After some moments of hesitation he climbed in at the window and
approached the table. His fierce hunger caused him to tremble as if he
were in a fever, but fear still held him back, numbed him. He listened.
The entire house seemed to shudder. Doors closed, quick steps ran along
the floor above. The uneasy Prussian listened eagerly to these confused
sounds. Then he heard dull sounds, as though bodies were falling to the
ground at the foot of the walls, human beings jumping from the first
floor.

Then all motion, all disturbance ceased, and the great chateau became as
silent as the grave.

Walter Schnaffs sat down before a clean plate and began to eat. He took
great mouthfuls, as if he feared he might be interrupted before he had
swallowed enough. He shovelled the food into his mouth, open like a
trap, with both hands, and chunks of food went into his stomach, swelling
out his throat as it passed down. Now and then he stopped, almost ready
to burst like a stopped-up pipe. Then he would take the cider jug and
wash down his esophagus as one washes out a clogged rain pipe.

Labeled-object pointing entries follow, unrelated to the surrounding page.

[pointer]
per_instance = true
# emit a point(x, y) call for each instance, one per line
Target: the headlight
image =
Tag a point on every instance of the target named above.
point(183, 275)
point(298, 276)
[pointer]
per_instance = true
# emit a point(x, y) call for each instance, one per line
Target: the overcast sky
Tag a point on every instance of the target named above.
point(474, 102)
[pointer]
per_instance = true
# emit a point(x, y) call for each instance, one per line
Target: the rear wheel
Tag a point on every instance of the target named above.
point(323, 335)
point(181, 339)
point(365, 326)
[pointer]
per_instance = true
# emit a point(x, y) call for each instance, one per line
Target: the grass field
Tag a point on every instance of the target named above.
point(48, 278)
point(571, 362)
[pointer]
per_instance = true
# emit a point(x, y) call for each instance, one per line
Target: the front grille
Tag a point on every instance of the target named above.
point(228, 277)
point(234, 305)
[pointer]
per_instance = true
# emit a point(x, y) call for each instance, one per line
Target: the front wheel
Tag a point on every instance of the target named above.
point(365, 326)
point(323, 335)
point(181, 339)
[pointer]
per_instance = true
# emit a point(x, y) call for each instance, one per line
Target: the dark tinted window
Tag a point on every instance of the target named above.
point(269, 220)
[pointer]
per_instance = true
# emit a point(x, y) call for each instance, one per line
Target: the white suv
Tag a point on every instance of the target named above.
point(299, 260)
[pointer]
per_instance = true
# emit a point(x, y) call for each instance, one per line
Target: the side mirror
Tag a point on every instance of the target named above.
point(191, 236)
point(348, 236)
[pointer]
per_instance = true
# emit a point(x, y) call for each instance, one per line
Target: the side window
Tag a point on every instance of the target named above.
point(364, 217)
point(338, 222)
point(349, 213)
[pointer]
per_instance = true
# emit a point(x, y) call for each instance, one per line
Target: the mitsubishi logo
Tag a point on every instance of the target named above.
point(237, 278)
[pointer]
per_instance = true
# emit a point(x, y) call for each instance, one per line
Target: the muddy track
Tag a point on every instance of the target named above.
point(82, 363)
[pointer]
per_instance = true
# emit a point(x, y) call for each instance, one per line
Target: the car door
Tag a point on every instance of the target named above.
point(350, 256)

He emptied all the plates, all the dishes and all the bottles. Then,
intoxicated with drink and food, besotted, red in the face, shaken by
hiccoughs, his mind clouded and his speech thick, he unbuttoned his
uniform in order to breathe or he could not have taken a step. His eyes
closed, his mind became torpid; he leaned his heavy forehead on his
folded arms on the table and gradually lost all consciousness of things
and events.

The last quarter of the moon above the trees in the park shed a faint
light on the landscape. It was the chill hour that precedes the dawn.

Numerous silent shadows glided among the trees and occasionally a blade
of steel gleamed in the shadow as a ray of moonlight struck it.

The quiet chateau stood there in dark outline. Only two windows were
still lighted up on the ground floor.

Suddenly a voice thundered:

"Forward! nom d'un nom! To the breach, my lads!"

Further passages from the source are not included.